May 24, 2012 (10:04 am)
What's doubly bizarre is that this model is expensive not because it is rare in itself but because it's in a rare color. Is this for real? I can't imagine someone spending that much for a production glitch.
#297 of 366 Re: . [Mr_Shiftright]
by fintail
May 24, 2012 (11:04 am)
For toys like this, variations are the rarity, primarily paint and wheels. A normal yellow mint in box version of that car would be lucky to hit 1% of the value of the red car.
May 24, 2012 (12:05 pm)
this sounds like the tulip bubble all over again. One day, a group of people are going to wake up, point to that little yellow toy, and say: "Wait a minute, this isn't worth $10,000!"
And suddenly, it won't be.
#299 of 366 Re: . [Mr_Shiftright]
by fintail
May 24, 2012 (12:47 pm)
Actually, I suspect that car was worth more 20 years ago than now - the internet redefined the market for most collectors, bringing once unknown items out of closets and attics for the world to see. All it takes is two fanatics.
May 24, 2012 (1:46 pm)
True--for something this esoteric--something that has no inherent value--you need a very trained and knowledgable audience. If it were a real car, or a work of art, well at least that would always be there no matter what anyone thought...but with this, if the audience grows gray and goes away, I don't see the next generation taking this up, at least not at these prices.
I suppose it's like comic books--but I think comic books have a much wider fan base...dunno...
#301 of 366 Re: . [Mr_Shiftright]
by texases
May 24, 2012 (2:09 pm)
I'f I'm spending $900 on a car model, it's going to be one of those super-detailed ones, or maybe three of them...

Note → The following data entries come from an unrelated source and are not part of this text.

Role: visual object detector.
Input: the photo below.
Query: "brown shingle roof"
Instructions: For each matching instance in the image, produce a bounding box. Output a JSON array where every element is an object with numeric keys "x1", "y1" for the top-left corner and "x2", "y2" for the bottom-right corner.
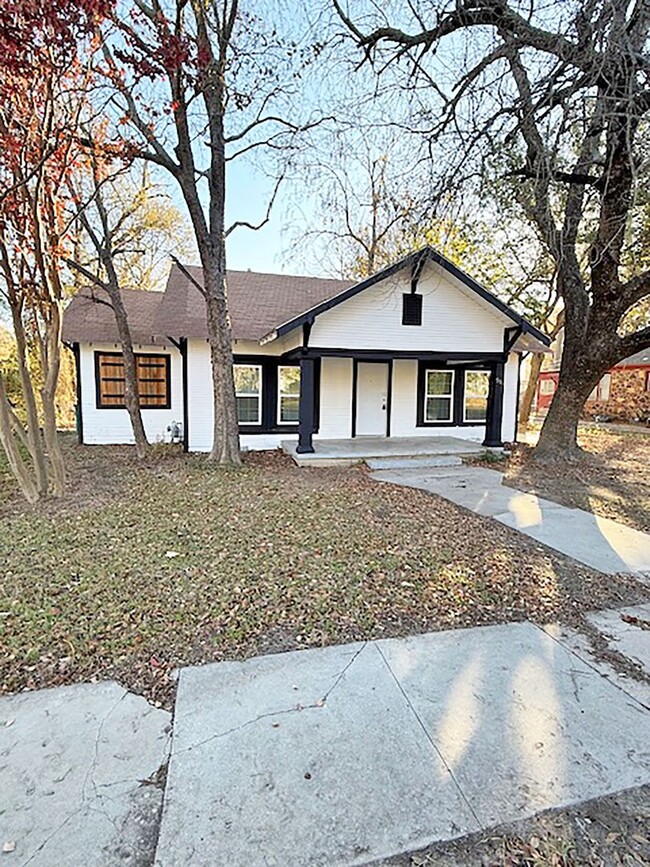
[
  {"x1": 156, "y1": 264, "x2": 350, "y2": 341},
  {"x1": 62, "y1": 288, "x2": 165, "y2": 345},
  {"x1": 62, "y1": 265, "x2": 351, "y2": 344}
]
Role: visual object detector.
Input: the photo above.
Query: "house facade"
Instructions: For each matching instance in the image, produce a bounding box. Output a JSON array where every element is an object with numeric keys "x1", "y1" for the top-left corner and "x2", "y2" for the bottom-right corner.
[
  {"x1": 536, "y1": 349, "x2": 650, "y2": 422},
  {"x1": 62, "y1": 248, "x2": 549, "y2": 454}
]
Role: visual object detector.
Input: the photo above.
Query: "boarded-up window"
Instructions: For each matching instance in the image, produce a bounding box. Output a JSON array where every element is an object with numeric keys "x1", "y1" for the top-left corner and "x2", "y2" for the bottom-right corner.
[{"x1": 96, "y1": 352, "x2": 171, "y2": 409}]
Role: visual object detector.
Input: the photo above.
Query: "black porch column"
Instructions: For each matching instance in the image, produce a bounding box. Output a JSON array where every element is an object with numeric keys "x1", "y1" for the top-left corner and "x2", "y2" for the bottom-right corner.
[
  {"x1": 296, "y1": 357, "x2": 315, "y2": 454},
  {"x1": 483, "y1": 361, "x2": 505, "y2": 447}
]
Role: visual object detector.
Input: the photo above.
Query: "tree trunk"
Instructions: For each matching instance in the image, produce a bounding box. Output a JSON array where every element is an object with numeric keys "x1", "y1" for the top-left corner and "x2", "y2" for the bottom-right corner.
[
  {"x1": 203, "y1": 263, "x2": 241, "y2": 464},
  {"x1": 106, "y1": 288, "x2": 148, "y2": 459},
  {"x1": 534, "y1": 365, "x2": 595, "y2": 460},
  {"x1": 39, "y1": 305, "x2": 66, "y2": 496},
  {"x1": 518, "y1": 352, "x2": 544, "y2": 433},
  {"x1": 10, "y1": 303, "x2": 48, "y2": 494},
  {"x1": 0, "y1": 372, "x2": 39, "y2": 504}
]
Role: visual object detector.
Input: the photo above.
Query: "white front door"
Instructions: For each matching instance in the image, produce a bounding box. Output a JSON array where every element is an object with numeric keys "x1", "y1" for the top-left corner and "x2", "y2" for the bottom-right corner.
[{"x1": 356, "y1": 362, "x2": 389, "y2": 436}]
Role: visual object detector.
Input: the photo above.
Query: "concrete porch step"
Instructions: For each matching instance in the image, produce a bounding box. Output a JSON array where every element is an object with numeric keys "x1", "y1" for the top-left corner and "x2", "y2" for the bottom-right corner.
[{"x1": 365, "y1": 455, "x2": 464, "y2": 470}]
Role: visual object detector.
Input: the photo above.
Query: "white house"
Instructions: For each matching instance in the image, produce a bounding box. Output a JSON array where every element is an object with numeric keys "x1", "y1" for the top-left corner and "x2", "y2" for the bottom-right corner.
[{"x1": 62, "y1": 247, "x2": 549, "y2": 456}]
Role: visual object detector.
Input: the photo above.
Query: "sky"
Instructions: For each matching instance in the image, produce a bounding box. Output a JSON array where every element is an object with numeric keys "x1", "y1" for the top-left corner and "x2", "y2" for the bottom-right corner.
[{"x1": 157, "y1": 0, "x2": 429, "y2": 281}]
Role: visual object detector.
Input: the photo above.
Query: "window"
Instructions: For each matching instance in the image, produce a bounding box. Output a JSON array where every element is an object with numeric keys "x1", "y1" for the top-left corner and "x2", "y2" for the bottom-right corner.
[
  {"x1": 96, "y1": 352, "x2": 170, "y2": 409},
  {"x1": 234, "y1": 364, "x2": 262, "y2": 424},
  {"x1": 424, "y1": 370, "x2": 454, "y2": 422},
  {"x1": 598, "y1": 373, "x2": 611, "y2": 402},
  {"x1": 464, "y1": 371, "x2": 490, "y2": 422},
  {"x1": 402, "y1": 293, "x2": 423, "y2": 326},
  {"x1": 278, "y1": 366, "x2": 300, "y2": 424},
  {"x1": 540, "y1": 379, "x2": 556, "y2": 395}
]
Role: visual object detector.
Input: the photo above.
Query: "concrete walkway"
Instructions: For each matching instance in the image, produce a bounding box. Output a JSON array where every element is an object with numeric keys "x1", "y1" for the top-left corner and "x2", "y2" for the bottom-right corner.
[
  {"x1": 0, "y1": 681, "x2": 171, "y2": 866},
  {"x1": 2, "y1": 619, "x2": 649, "y2": 867},
  {"x1": 372, "y1": 465, "x2": 650, "y2": 578},
  {"x1": 154, "y1": 621, "x2": 650, "y2": 867}
]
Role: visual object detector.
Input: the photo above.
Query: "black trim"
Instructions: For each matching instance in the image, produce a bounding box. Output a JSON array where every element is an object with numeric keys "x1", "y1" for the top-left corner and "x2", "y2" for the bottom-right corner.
[
  {"x1": 514, "y1": 353, "x2": 522, "y2": 443},
  {"x1": 72, "y1": 342, "x2": 83, "y2": 445},
  {"x1": 232, "y1": 355, "x2": 320, "y2": 435},
  {"x1": 353, "y1": 359, "x2": 392, "y2": 437},
  {"x1": 273, "y1": 246, "x2": 550, "y2": 346},
  {"x1": 351, "y1": 359, "x2": 359, "y2": 438},
  {"x1": 503, "y1": 325, "x2": 523, "y2": 354},
  {"x1": 402, "y1": 293, "x2": 423, "y2": 326},
  {"x1": 417, "y1": 362, "x2": 493, "y2": 428},
  {"x1": 483, "y1": 362, "x2": 505, "y2": 447},
  {"x1": 284, "y1": 347, "x2": 507, "y2": 362},
  {"x1": 94, "y1": 351, "x2": 171, "y2": 410},
  {"x1": 180, "y1": 338, "x2": 189, "y2": 452},
  {"x1": 296, "y1": 357, "x2": 315, "y2": 453},
  {"x1": 386, "y1": 359, "x2": 393, "y2": 437}
]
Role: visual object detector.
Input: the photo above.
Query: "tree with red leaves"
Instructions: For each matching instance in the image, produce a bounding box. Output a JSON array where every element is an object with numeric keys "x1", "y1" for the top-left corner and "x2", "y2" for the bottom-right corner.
[{"x1": 0, "y1": 1, "x2": 105, "y2": 500}]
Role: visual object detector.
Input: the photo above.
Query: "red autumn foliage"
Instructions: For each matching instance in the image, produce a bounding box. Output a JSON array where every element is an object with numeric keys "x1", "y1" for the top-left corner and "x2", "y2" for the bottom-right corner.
[{"x1": 0, "y1": 0, "x2": 113, "y2": 74}]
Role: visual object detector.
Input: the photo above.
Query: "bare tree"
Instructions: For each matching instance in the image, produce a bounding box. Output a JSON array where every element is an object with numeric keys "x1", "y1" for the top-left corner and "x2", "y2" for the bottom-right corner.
[
  {"x1": 98, "y1": 0, "x2": 325, "y2": 464},
  {"x1": 335, "y1": 0, "x2": 650, "y2": 458}
]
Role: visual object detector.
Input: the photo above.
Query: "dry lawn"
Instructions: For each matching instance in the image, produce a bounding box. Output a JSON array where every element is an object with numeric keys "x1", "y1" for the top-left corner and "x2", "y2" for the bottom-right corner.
[
  {"x1": 506, "y1": 428, "x2": 650, "y2": 534},
  {"x1": 0, "y1": 435, "x2": 646, "y2": 708}
]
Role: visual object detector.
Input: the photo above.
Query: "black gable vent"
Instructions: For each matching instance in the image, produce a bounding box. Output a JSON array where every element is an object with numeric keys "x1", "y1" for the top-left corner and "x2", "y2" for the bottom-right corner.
[{"x1": 402, "y1": 293, "x2": 423, "y2": 326}]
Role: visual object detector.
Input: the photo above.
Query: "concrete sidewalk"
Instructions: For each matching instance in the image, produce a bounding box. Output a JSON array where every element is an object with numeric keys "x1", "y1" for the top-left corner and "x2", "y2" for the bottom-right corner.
[
  {"x1": 2, "y1": 618, "x2": 649, "y2": 867},
  {"x1": 372, "y1": 465, "x2": 650, "y2": 578},
  {"x1": 155, "y1": 621, "x2": 650, "y2": 867},
  {"x1": 0, "y1": 682, "x2": 171, "y2": 866}
]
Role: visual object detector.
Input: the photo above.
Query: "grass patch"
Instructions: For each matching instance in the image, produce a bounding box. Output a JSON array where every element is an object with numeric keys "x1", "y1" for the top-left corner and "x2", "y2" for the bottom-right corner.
[{"x1": 0, "y1": 436, "x2": 646, "y2": 707}]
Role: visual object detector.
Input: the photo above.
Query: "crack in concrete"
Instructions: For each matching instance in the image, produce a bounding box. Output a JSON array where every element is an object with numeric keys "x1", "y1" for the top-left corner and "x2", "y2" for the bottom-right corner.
[
  {"x1": 532, "y1": 622, "x2": 650, "y2": 713},
  {"x1": 180, "y1": 642, "x2": 369, "y2": 754},
  {"x1": 374, "y1": 642, "x2": 482, "y2": 830}
]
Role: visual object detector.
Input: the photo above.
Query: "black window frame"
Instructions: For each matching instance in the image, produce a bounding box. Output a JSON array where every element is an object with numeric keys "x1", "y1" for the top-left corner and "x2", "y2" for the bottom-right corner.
[
  {"x1": 94, "y1": 351, "x2": 171, "y2": 410},
  {"x1": 233, "y1": 355, "x2": 320, "y2": 435},
  {"x1": 416, "y1": 361, "x2": 493, "y2": 428}
]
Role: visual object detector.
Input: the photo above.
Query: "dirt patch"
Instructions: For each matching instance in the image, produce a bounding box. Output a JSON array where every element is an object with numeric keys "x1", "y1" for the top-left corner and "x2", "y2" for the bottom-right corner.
[
  {"x1": 504, "y1": 430, "x2": 650, "y2": 534},
  {"x1": 377, "y1": 785, "x2": 650, "y2": 866}
]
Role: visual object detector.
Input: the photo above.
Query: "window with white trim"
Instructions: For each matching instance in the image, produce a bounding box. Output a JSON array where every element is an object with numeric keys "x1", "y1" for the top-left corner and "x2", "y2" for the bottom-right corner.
[
  {"x1": 540, "y1": 379, "x2": 556, "y2": 395},
  {"x1": 424, "y1": 370, "x2": 454, "y2": 422},
  {"x1": 464, "y1": 370, "x2": 490, "y2": 422},
  {"x1": 278, "y1": 366, "x2": 300, "y2": 424},
  {"x1": 233, "y1": 364, "x2": 262, "y2": 424}
]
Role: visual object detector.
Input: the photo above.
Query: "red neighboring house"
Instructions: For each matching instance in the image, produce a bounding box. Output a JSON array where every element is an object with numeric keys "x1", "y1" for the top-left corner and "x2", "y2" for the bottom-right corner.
[{"x1": 536, "y1": 349, "x2": 650, "y2": 421}]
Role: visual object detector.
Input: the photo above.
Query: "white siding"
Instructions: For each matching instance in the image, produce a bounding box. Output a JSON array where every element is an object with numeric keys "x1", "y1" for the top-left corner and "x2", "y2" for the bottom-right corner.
[
  {"x1": 389, "y1": 360, "x2": 487, "y2": 441},
  {"x1": 187, "y1": 345, "x2": 355, "y2": 451},
  {"x1": 309, "y1": 261, "x2": 509, "y2": 353},
  {"x1": 317, "y1": 357, "x2": 353, "y2": 439},
  {"x1": 79, "y1": 342, "x2": 182, "y2": 446},
  {"x1": 186, "y1": 339, "x2": 213, "y2": 452},
  {"x1": 502, "y1": 353, "x2": 520, "y2": 442}
]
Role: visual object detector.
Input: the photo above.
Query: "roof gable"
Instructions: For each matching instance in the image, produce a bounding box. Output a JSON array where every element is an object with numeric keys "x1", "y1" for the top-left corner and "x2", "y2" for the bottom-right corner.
[{"x1": 268, "y1": 247, "x2": 550, "y2": 347}]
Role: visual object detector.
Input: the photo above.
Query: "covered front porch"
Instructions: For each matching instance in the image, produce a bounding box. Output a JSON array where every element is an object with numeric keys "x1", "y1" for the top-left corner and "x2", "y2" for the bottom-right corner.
[
  {"x1": 283, "y1": 434, "x2": 498, "y2": 468},
  {"x1": 289, "y1": 349, "x2": 511, "y2": 458}
]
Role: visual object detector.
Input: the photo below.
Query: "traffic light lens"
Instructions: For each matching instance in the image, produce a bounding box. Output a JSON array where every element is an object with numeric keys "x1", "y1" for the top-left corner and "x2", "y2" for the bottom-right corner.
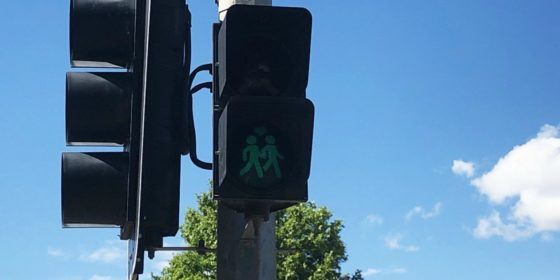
[
  {"x1": 233, "y1": 124, "x2": 294, "y2": 190},
  {"x1": 233, "y1": 36, "x2": 292, "y2": 97},
  {"x1": 70, "y1": 0, "x2": 136, "y2": 68},
  {"x1": 66, "y1": 72, "x2": 132, "y2": 146},
  {"x1": 61, "y1": 152, "x2": 129, "y2": 227}
]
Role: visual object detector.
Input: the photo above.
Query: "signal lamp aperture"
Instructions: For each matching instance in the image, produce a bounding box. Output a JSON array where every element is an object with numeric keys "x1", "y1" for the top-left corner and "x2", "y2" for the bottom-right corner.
[
  {"x1": 70, "y1": 0, "x2": 136, "y2": 68},
  {"x1": 65, "y1": 72, "x2": 132, "y2": 146},
  {"x1": 61, "y1": 152, "x2": 129, "y2": 228}
]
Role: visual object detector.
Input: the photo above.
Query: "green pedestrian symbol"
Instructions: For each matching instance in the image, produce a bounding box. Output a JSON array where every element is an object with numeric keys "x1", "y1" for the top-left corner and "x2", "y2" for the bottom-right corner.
[
  {"x1": 261, "y1": 135, "x2": 284, "y2": 178},
  {"x1": 239, "y1": 128, "x2": 285, "y2": 180},
  {"x1": 239, "y1": 135, "x2": 264, "y2": 178}
]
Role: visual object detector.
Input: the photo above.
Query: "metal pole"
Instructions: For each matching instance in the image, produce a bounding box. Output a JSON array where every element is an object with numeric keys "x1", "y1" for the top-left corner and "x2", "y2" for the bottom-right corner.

#302 of 366 Re: . [Mr_Shiftright]
by fintail
May 24, 2012 (2:41 pm)
That will eventually be the undoing of the market - when the boomers start kicking off. I don't see many under 40 collecting 50s-60s era toy cars. The next generations won't have the nostalgia nor the disposable income. But, they aren't too old yet, so there will be a few decades of stable prices for vintage diecast.
I think the fan base might be larger than comic books, as it is global - people collect the toys in Asia, Europe, and the Americas. I don't see it acting like modern baseball cards, which are worthless now.
#303 of 366 Re: . [texases]
by fintail
May 24, 2012 (2:42 pm)
These are meant more as old toys than scale models, sentimental objects. Still...I have a hard time at the $100 level, not to mention 10 or 50 times that.